By Ashwin Hemmathagama – Our Lobby Correspondent
The Supreme Court has given the nod to proceed enacting the Microfinance Bill, which is compliant with the Constitution.
Speaker Karu Jayasuriya informing the Supreme Court decision to Parliament held that clauses 9.1, 9.3, 11b are not included in the spectrum of the Provincial Councils.
The Microfinance Bill moved recently in the Parliament provides for the licensing, regulation and supervision of companies carrying on microfinance business, the registration of non-governmental organisations accepting limited savings deposits as microfinance non-governmental organisations, for the setting up of standards for the regulation and supervision of microfinance non-governmental organisations and micro credit non-governmental organisations and to provide for matters connected.Clause 9.1 provides that a licensed microfinance company may carry on forms of businesses set out in the Schedule of the Act and any other form of business as may be specified by the Board under subsection (2) subject to such restrictions and conditions as may be imposed by or under any written
law or specified in the licence issued to such licensed microfinance company. However, a licensed microfinance company is not allowed to carry on any form of business that is not set out in the Schedule of the Act or specified by the Board under subsection.

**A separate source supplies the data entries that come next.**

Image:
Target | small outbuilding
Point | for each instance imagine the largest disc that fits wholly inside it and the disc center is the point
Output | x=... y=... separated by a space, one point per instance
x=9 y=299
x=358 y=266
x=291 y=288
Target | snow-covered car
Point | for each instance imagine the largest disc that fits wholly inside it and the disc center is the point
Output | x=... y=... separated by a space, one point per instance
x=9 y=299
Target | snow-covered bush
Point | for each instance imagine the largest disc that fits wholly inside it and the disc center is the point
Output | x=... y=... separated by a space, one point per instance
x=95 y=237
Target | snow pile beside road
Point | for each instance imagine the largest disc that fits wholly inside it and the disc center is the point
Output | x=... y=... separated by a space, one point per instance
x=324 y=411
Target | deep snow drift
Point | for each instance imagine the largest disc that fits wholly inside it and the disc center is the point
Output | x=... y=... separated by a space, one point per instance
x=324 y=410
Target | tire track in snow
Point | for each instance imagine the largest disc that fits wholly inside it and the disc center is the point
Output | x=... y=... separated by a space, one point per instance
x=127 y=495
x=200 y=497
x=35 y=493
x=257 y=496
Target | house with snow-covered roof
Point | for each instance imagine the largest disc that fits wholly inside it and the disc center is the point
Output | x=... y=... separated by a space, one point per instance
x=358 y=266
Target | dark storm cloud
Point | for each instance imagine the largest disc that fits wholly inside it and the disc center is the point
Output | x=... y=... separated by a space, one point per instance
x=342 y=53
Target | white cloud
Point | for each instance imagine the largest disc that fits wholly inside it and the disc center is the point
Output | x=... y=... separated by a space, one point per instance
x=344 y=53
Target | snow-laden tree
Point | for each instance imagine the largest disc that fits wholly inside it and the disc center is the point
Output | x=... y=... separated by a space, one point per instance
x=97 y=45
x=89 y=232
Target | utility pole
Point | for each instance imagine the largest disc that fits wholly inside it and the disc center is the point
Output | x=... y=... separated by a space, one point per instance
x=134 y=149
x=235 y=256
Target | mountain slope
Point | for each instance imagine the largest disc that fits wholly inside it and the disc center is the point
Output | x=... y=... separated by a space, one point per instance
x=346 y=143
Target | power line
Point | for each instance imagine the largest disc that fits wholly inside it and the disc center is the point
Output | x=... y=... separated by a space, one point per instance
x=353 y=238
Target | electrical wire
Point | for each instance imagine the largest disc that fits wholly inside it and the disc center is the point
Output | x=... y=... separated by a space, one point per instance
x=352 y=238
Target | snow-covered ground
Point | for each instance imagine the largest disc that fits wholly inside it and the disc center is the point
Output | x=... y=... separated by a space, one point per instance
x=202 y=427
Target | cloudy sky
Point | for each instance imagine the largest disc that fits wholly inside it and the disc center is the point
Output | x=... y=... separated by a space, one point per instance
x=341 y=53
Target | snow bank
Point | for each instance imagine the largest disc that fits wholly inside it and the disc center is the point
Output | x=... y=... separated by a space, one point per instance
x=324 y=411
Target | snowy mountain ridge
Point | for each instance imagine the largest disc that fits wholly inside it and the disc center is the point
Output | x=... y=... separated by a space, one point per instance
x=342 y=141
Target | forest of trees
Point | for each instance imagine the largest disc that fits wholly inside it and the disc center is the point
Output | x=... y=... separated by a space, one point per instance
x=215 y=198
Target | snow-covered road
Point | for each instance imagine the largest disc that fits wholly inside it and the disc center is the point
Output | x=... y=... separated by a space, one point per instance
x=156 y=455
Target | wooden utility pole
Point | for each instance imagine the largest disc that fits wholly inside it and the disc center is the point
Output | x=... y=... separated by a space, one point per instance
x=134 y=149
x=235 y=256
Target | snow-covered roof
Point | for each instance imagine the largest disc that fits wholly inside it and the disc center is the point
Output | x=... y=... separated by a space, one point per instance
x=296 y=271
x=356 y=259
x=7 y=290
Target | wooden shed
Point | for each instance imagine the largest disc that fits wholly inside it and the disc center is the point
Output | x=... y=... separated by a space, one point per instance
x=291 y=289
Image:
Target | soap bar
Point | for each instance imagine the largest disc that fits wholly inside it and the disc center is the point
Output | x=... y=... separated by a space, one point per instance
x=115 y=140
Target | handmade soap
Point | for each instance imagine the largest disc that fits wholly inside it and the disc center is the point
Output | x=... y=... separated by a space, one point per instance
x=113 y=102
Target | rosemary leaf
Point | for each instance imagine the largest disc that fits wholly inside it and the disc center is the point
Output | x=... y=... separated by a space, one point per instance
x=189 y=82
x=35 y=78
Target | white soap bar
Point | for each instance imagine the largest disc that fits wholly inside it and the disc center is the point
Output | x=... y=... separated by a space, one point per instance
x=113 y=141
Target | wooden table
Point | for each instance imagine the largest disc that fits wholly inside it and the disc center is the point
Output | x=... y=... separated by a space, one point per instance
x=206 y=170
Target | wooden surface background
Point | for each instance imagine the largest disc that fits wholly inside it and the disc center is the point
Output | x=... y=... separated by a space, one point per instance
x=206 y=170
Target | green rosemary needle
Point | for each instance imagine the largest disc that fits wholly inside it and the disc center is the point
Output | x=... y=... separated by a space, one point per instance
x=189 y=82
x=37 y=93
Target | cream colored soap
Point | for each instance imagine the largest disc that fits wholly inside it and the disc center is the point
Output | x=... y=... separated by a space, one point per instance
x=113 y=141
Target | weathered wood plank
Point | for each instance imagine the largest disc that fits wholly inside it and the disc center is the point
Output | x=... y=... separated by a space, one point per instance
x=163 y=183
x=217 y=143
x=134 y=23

Preventing rate anomalies and the ripping off of borrowers as commonly seen in the microfinance industry, the bill sets limitations in terms and conditions under which any loan, credit facility or any type of financial accommodation may be granted by such company, the maximum rates of interest that may be charged on such loans, credit facilities or other types of financial accommodation, and the maximum periods for which any such loan, credit facility or other type of financial accommodation may be granted.